Wilhelm-Baumgartner-Denkmal

Das Wilhelm-Baumgartner-Denkmal ist ein neobarockes Personendenkmal am Platzspitz in Zürich. Es ist dem Schweizer Komponisten Wilhelm Baumgartner (1820–1867) gewidmet, dem Schöpfer des Lieds An mein Vaterland, das lange Zeit als inoffizielle Nationalhymne der Schweiz galt. Es wurde 1890 von Jakob August Heer konzipiert und 1891 erbaut und eingeweiht.
Geschichte
Projektierung
Wilhelm Baumgartner stammte aus dem heutigen Kanton St. Gallen, kam 1839 als 18-Jähriger erstmals nach Zürich und war ab 1845 eine feste Grösse im Musikleben der Stadt. Seine Lieder genossen schon zu seinen Lebzeiten beispiellose Popularität in der Schweiz. Seine Vertonung von Gottfried Kellers patriotischem Gedicht An mein Vaterland galt bis zur Einführung des Schweizerpsalms als offizieller Nationalhymne 1961 als eine der inoffiziellen Nationalhymnen der Schweiz und gehörte zum festen Repertoire bei Staatsakten. Nach seinem frühen Tod 1867 mit erst 46 Jahren wurde Baumgartner zunächst auf dem Friedhof von Aussersihl bestattet. Als sich im Jahre 1889 abzeichnete, dass dieser in Bälde aufgehoben und die Gebeine auf den 1877 eröffneten Friedhof Sihlfeld (damals «städtischer Zentralfriedhof») verlegt werden sollten, formierte der Männerchor Zürich, den Baumgartner jahrelang geleitet hatte, ein Initiativkomitee zur Errichtung eines Denkmals für ihn. Auf Wunsch der Angehörigen sollte auch das neue Grab nur von einem schlichten Gedenkkreuz geschmückt werden, anlässlich der Überführung der sterblichen Überreste Baumgartners wollte man somit an einem anderen Ort ein öffentliches Denkmal enthüllen.
Im November 1889 wandte sich das Komitee an alle «schweizerischen Sänger, Verehrer und Freunde des verdienten Komponisten» mit der Bitte, bis Ostern 1890 Spenden für das Projekt einzusenden.[1] Noch selbigen Monats beschloss der Regierungsrat, 300 Franken dafür beizusteuern.[2] Ende Dezember waren insgesamt bereits 1'070 Franken eingegangen.[3]

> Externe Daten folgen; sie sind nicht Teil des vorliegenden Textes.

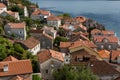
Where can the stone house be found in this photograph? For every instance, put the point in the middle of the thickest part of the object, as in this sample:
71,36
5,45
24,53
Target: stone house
16,29
11,13
32,45
112,56
25,10
64,46
54,21
2,8
50,31
46,41
104,70
106,42
14,69
49,60
40,14
88,57
97,32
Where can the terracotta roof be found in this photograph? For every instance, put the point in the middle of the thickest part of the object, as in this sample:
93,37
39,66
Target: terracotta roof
53,18
117,78
104,54
17,25
16,67
115,54
20,5
2,5
36,31
39,11
77,36
10,58
51,29
102,68
47,54
31,42
109,38
11,13
48,36
19,78
104,32
77,44
80,19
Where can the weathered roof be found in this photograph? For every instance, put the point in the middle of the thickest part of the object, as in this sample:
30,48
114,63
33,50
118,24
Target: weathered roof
17,25
47,54
15,67
31,42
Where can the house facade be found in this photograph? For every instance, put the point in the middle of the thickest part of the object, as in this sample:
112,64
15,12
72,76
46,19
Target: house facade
3,7
39,14
49,60
18,30
106,42
88,57
50,31
54,21
46,41
11,67
32,45
11,13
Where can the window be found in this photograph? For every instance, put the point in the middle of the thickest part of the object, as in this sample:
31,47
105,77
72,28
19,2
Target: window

Am 3. März 1890 schrieb das Komitee einen öffentlichen Wettbewerb für das Projekt aus. Die Kosten sollten 7'000 Franken nicht übersteigen, die Preissumme belief sich auf 400 Franken. Die illustre Jury bestand aus dem Zürcher Stadtbaumeister Arnold Geiser, dem damals in Hottingen wohnhaften Maler Arnold Böcklin und dem Architekten Martin Koch-Abegg. Einsendeschluss war der 1. Juni.[4] Aus den 23 eingegangenen Entwürfen ging am 9. Juni jener des erst 23-jährigen Baslers Jakob August Heer als Sieger hervor. Den zweiten Platz belegten ex aequo Wilhelm Everding und Gustav Mossdorf.[5] Im Juli gab das Initiativkomitee bekannt, dass inzwischen 9'823.20 Franken gesammelt werden konnten. 52 Prozent davon stammten von Vereinen und Gesellschaften, 29 Prozent aus privater Hand. Ein Benefizkonzert des Männerchors Zürich hatte 1'231.20 Franken (rund 13 Prozent der Gesamtsumme) eingebracht. Genauso wie der Regierungsrat beteiligte sich auch der Zürcher Stadtrat mit 300 Franken. Die Sammlung wurde am 31. August endgültig abgeschlossen.[6]
Der einstweilen aufgekommenen Idee, mit dem Denkmal auch Gottfried Keller zu ehren, gab das Komitee abschlägigen Bescheid, schliesslich würden für ein separates Keller-Denkmal «nicht nur Zürich und die Schweiz, sondern namentlich auch Deutschland in hervorragender Weise sich betheiligen» und «die Huldigung wird sich zu einer grossartigen, internationalen gestalten».[7] Tatsächlich sollte es noch bis 1963 dauern, bis der Schriftsteller ein wesentlich schlichteres Denkmal in Zürich erhielt.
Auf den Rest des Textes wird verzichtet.